Judgment, Supreme Court, New York County (Renee A. White, J.), rendered July 7, 1992, convicting defendant, after a jury trial, of murder in the second degree, criminal possession of a weapon in the second degree, and criminal possession of a weapon in the third degree, and sentencing him to concurrent terms of 20 years to life, 5 to 15 years, and 2!ó to 7 years, respectively, unanimously affirmed.
Viewing the evidence in the light most favorable to the People, and bearing in mind that credibility is for the trier of fact (People v Contes, 60 NY2d 620, 621), we find that the verdict was based on legally sufficient evidence, and was not against the weight of the evidence (People v Bleakley, 69 NY2d 490).

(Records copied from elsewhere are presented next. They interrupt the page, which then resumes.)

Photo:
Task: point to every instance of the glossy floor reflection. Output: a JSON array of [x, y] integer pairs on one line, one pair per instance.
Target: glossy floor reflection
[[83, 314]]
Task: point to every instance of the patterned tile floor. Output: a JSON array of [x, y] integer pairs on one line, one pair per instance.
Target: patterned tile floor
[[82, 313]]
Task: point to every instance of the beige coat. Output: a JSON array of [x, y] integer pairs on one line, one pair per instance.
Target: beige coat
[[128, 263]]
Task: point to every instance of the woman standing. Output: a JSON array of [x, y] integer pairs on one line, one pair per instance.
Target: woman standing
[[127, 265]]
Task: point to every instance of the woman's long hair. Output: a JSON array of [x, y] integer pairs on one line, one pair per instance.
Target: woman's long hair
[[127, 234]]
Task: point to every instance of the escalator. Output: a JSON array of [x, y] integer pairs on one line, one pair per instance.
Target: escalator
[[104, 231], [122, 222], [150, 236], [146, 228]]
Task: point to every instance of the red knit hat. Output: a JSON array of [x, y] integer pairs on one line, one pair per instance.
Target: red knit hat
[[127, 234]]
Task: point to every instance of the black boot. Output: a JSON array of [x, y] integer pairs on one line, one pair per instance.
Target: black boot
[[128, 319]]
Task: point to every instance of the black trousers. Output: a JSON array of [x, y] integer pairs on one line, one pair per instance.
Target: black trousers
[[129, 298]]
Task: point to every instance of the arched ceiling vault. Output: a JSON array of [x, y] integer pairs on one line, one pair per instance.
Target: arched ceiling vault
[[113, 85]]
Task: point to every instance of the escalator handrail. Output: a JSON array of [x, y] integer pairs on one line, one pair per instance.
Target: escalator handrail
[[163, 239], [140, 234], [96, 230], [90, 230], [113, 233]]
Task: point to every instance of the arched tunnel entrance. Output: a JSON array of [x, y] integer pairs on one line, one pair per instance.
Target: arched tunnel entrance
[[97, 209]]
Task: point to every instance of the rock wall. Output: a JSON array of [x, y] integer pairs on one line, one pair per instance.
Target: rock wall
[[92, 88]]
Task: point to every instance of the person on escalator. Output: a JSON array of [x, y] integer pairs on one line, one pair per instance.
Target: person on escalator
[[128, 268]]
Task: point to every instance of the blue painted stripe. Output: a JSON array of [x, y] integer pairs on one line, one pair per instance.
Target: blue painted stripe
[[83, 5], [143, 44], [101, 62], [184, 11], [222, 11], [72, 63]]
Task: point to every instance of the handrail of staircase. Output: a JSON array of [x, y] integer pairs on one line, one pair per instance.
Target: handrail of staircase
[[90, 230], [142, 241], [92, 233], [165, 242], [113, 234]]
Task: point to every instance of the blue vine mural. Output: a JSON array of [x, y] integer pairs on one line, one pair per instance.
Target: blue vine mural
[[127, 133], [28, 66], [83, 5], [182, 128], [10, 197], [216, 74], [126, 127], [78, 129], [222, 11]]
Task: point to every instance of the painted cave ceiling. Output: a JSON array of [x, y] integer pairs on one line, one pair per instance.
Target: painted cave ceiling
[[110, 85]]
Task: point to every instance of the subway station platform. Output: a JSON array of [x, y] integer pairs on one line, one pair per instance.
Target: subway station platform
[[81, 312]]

Defendant’s motion to suppress identification testimony was properly denied, without a hearing, because the People established a mutual relationship (People v Rodriguez, 79 NY2d 445, 449-450, 453) between the witness and defendant, to wit, that the witness was defendant’s drug customer, and saw defendant three or four times a day for more than one year prior to the incident, and furnished the police with defendant’s nickname, prior to the "confirmatory” photo identification.

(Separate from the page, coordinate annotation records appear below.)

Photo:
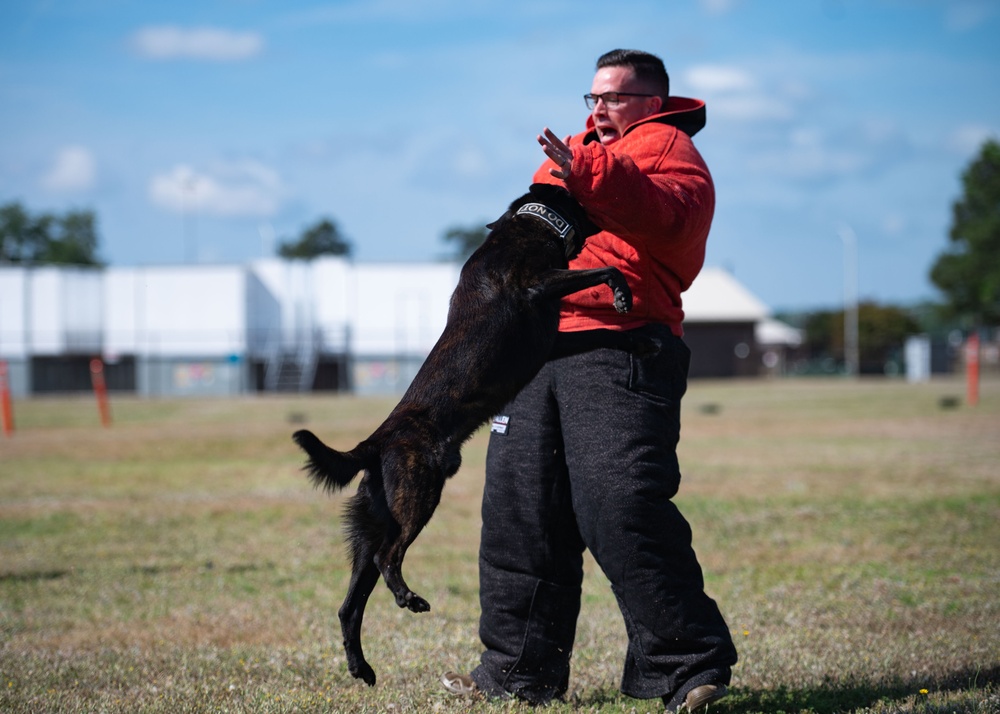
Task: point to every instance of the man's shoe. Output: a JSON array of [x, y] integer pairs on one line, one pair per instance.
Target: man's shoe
[[699, 698], [461, 684]]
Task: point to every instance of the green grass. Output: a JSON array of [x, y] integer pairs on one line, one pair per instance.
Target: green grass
[[181, 562]]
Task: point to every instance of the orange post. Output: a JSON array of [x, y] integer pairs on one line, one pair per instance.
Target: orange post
[[972, 369], [100, 390], [6, 404]]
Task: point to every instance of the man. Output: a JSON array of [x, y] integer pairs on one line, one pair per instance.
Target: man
[[588, 455]]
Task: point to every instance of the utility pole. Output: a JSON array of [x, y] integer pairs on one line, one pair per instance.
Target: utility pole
[[852, 357]]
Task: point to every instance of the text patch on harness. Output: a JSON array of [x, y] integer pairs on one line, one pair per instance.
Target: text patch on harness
[[540, 210], [499, 424]]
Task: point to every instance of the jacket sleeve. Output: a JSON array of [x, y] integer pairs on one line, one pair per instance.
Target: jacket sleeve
[[652, 186]]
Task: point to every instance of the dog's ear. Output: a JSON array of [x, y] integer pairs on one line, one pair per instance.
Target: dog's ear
[[493, 224]]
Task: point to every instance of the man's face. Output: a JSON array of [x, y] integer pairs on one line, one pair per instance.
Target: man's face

The court gave a suitable curative instruction, and properly denied a mistrial, when the witness inadvertently violated the court’s ruling that defendant’s drug dealing not be mentioned (People v Young, 48 NY2d 995). Likewise, the court properly denied defendant’s motion to set aside the verdict, made on similar grounds, and properly rejected defendant’s attempt to use a juror’s affidavit to impeach the verdict as to the "tenor of its deliberations” (People v Brown, 48 NY2d 388, 393).
*316Defendant was not entitled to a missing witness charge with respect to a witness for the People whose testimony would have been hearsay (see, People v McDaniel, 81 NY2d 10, 18-20).
Finally, defendant’s motion to dismiss for unconstitutional pre-arrest delay was properly denied, after a hearing, in which the court found neither bad faith by the police nor prejudice to defendant (People v Taranovich, 37 NY2d 442, 445). Concur —Sullivan, J. P., Rosenberger, Kupferman and Ross, JJ.